1999 hatte Lafontaine seine damaligen Ämter als Parteivorsitzender der SPD und Finanzminister der rot-grünen Koalition niedergelegt, 2005 war er aus der SPD ausgetreten. 12 Jahre später bereute er diesen Schritt erstmals öffentlich.
Wie wär’s mit einem Wiedereintritt in die alte Tante, Oskar? Ein höheres Amt sollte er mit 78 Jahren allerdings nicht mehr erwarten, obwohl sein alter Widersacher Gerhard Schröder in der Partei mit der roten Rose auch nicht mehr wohlgelitten ist.
Und was ist mit Lafontaines Frau Sahra Wagenknecht, die für Die Linke weiterhin ein Bundestagsmandat hält? Wir sind gespannt, ob sie ihrem Mann ins parteipolitische Exil folgen wird. Angesichts der Tatsache, dass ihr angesichts der Verhältnisse in der Linken der Zugang zu einer weiteren Karriere versperrt ist, wäre dies nur folgerichtig. Wir hatten schon anlässlich ihrer Initiierung der „Bewegung von oben“ namens „Aufstehen“ (2018) geschrieben, dass diese Idee im Grunde nur dann etwas bringt, wenn diese Gruppierung als „Liste Wagenknecht“ wählbar ist. Diesen Schritt wollte die damalige Co-Fraktionsvorsitzende der Linken aber nicht gehen.

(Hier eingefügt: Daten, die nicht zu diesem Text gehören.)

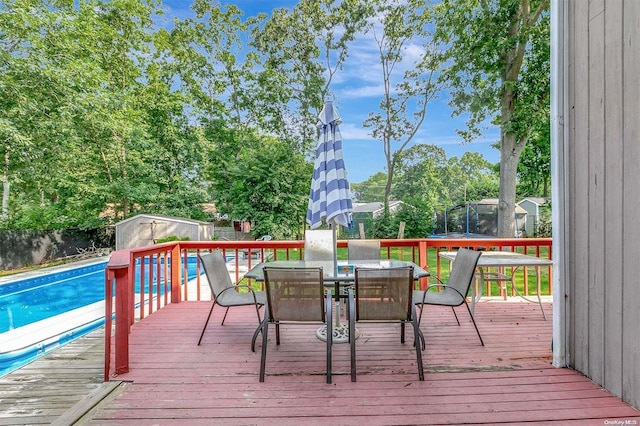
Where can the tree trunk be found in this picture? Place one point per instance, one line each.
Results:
(4, 213)
(509, 156)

Lafontaines Abgang ist keine komplette Überraschung, denn schon während des Wahlkampfs 2021 hatte er dazu aufgerufen, die Linke im Saarland nicht zu wählen. Ursache dafür war ein Streit zwischen Landesverband und Fraktion über parteiinterne Vorgänge. Auch die Entwicklung der Bundespartei und das Schicksal seiner Frau in der Partei konnten ihn nicht zufriedenstellen.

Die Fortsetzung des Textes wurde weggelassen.